Die Nordatlantische Allianz hat ihre Pläne zur Anschaffung von Boeing E-7A Wedgetail-Aufklärungsflugzeugen fallen gelassen. Diese Entscheidung gab das niederländische Verteidigungsministerium bekannt. Die USA waren im Juli aus dem gemeinsamen Programm ausgestiegen. Die NATO muss ihre veraltete AWACS-Flotte (Airborne Early Warning and Control System), die derzeit noch aus Boeing E-3A Sentry besteht, bis 2035 durch moderne Systeme zu ersetzen. Als Nachfolgemuster sollten deshalb ab 2031 die E-7A angeschafft werden.

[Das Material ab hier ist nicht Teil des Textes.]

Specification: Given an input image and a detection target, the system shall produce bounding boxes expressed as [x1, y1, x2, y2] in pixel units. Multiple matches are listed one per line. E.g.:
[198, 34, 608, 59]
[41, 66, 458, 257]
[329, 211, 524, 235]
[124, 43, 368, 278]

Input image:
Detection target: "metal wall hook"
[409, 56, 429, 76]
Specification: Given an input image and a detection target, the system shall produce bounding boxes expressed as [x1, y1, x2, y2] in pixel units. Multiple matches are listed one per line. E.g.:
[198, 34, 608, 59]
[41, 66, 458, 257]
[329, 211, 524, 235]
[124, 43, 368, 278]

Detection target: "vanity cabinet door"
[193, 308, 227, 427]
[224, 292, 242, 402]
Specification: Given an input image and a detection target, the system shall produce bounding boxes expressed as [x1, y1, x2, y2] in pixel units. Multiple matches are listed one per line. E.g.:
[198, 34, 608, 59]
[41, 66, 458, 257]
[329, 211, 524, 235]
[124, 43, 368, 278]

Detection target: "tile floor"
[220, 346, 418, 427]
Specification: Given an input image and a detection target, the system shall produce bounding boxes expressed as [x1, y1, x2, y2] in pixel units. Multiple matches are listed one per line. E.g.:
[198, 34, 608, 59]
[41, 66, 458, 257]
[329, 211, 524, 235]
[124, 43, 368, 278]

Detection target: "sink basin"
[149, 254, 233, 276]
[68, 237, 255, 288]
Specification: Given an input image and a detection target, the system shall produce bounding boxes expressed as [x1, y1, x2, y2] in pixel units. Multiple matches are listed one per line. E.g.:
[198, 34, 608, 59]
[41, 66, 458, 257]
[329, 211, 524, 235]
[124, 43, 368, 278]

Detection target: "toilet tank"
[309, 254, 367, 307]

Strategische Grundlage weggebrochen
Ursprünglich hatten sieben NATO-Partnerländer – Niederlande, Belgien, Deutschland, Luxemburg, Norwegen, Rumänien und die USA – gemeinsam sechs E-7-Maschinen erwerben wollen. Der Rückzug Washingtons führte jedoch zu grundlegenden Veränderungen, wodurch dem Vorhaben die strategische und finanzielle Basis entzogen wurde, so das niederländische Verteidigungsministerium.
Der niederländische Staatssekretär für Verteidigung, Gijs Tuinman, betonte bei der Entscheidung die Notwendigkeit europäischer Eigenständigkeit. Der amerikanische Ausstieg unterstreiche die Wichtigkeit, verstärkt in die europäische Rüstungsindustrie zu investieren.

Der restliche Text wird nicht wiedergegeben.